Myślę, że mój syn jest albo głupi, albo ślepy, a może jedno i drugie. Jestem przekonana, że jego żona od miesiąca ma z kimś romans na oczach wszystkich, a on nie zwraca na to uwagi.
Oczywiście, z jego harmonogramem pracy, to nie zależy od niego. Wraca do domu późno, zmęczony i bez energii. A ja jestem w domu i wszystko widzę.
Przez miesiąc moja synowa jest podwożona przez jakiegoś faceta w srebrnym jeepie. Oczywiście, kiedy to zauważyłam, porozmawiałam z nią. Ale to nic nie dało. A ostatnio zrobiła coś zupełnie niedopuszczalnego.
Kilka dni temu moja synowa jak zwykle została podrzucona do domu. Ale tym razem nie spieszyła się z wysiadaniem z samochodu.
A kiedy pojawiła się w domu, od razu powiedziałam jej, że źle się zachowuje. Jest mężatką. A ona natychmiast zaczęła mnie atakować, mówiąc, że mnie to nie dotyczy. Tak czy inaczej, przyprowadził ją kolega, a ona poświęciła trochę czasu na omówienie spraw zawodowych.
Jestem bardzo ciekawa, jakie sprawy można omawiać po całym dniu pracy? Czy nie ma wystarczająco dużo czasu, aby omówić wszystko?

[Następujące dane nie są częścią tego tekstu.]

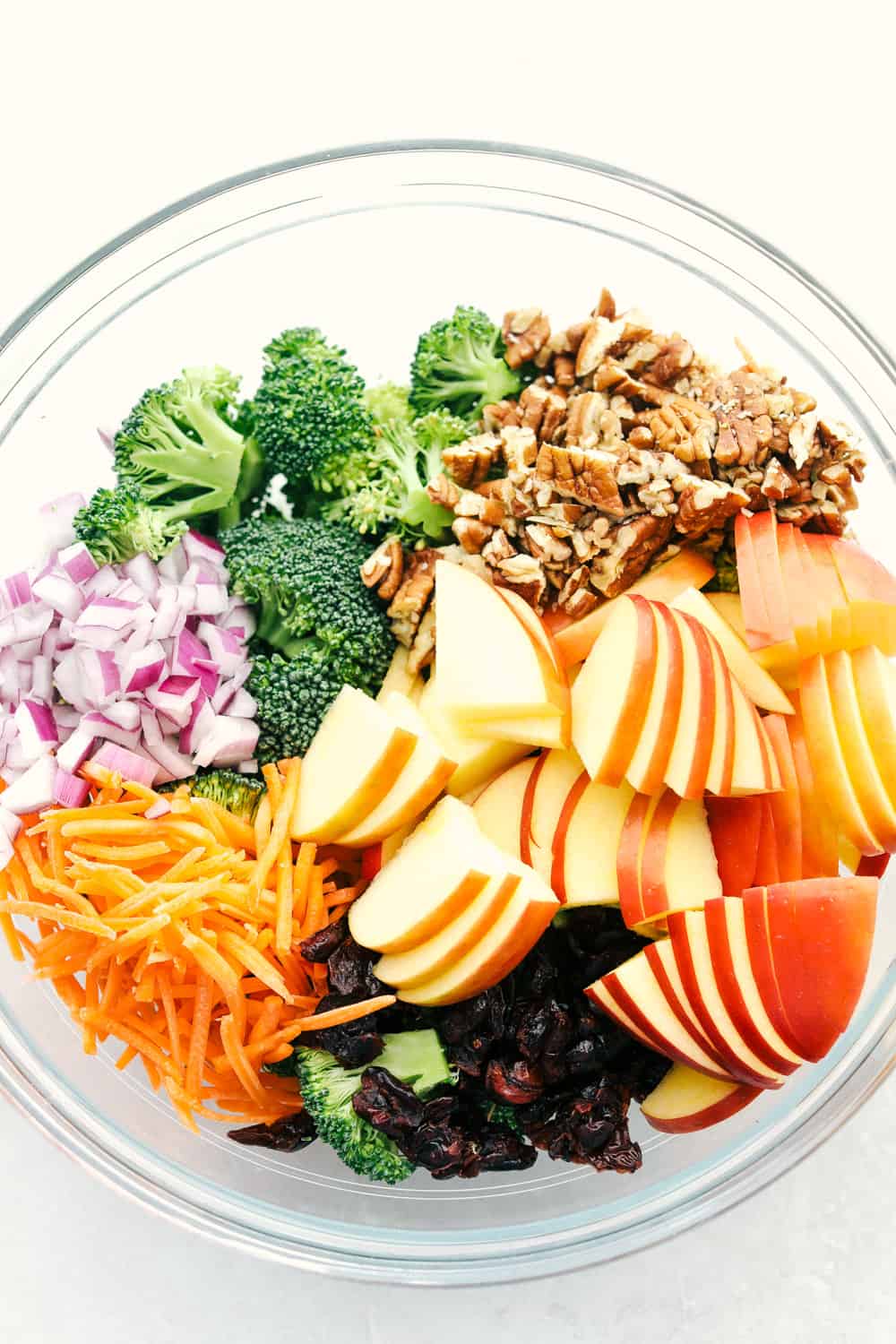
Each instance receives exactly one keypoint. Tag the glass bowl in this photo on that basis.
(373, 244)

Wszyscy sąsiedzi szepczą o tym, jak zamężna kobieta jest codziennie odwożona do domu. To oczywiste, że nie jest to odpowiednie zachowanie. A teraz rozmawiają o czymś innym. Oczywiście żegnają się, przytulają itp.

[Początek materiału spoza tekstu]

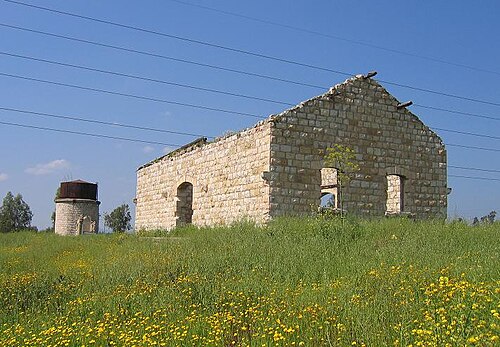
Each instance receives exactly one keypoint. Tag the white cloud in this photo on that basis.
(48, 168)
(148, 149)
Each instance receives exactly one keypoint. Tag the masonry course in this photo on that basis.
(275, 168)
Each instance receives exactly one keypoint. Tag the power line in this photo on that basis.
(66, 117)
(190, 105)
(245, 52)
(339, 38)
(468, 114)
(222, 68)
(468, 133)
(176, 145)
(475, 178)
(115, 73)
(473, 147)
(473, 169)
(161, 56)
(95, 121)
(87, 134)
(456, 112)
(140, 97)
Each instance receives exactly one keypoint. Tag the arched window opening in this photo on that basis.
(184, 204)
(328, 200)
(395, 194)
(329, 188)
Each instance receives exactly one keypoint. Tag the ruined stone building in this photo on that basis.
(276, 167)
(77, 208)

Kiedy syn wrócił po pracy, od razu zaczął mnie obwiniać. Jak śmiałam skrzywdzić jego żonę. Nawet nie jadła z tego powodu.
Musiałem mu wspomnieć, że wszyscy sąsiedzi mówili o złym zachowaniu jego żony. A on powiedział, że nie ma nic złego w tym, że kolega ją podwiózł. Ufa swojej żonie i muszę traktować ją z szacunkiem, ponieważ to jego wybór. Zażądał również, abym przeprosiła moją synową.
Na spotkaniu rozmawiałam z przyjaciółkami o tym, co się stało. Są po mojej stronie. Uważają też, że kolega nie jeździłby codzienne przez cały miesiąc. Jedna koleżanka zasugerowała, żeby otworzyć oczy mojemu synowi. Ale ja nie chcę tego robić.
Nawet jeśli wszystko wyjdzie na jaw, po jakimś czasie mogą się pogodzić, a ja pozostanę winna. Nie chciałam psuć swojej relacji z synem.
Jestem całkowicie zdezorientowana. Współczuję mu, jeśli naprawdę jest ślepy i został oszukany. A co jeśli się mylę i jej kolega po prostu ją podwozi? Co powinnam zrobić? W końcu mężczyźni czasami są łatwowierni i nieuważni.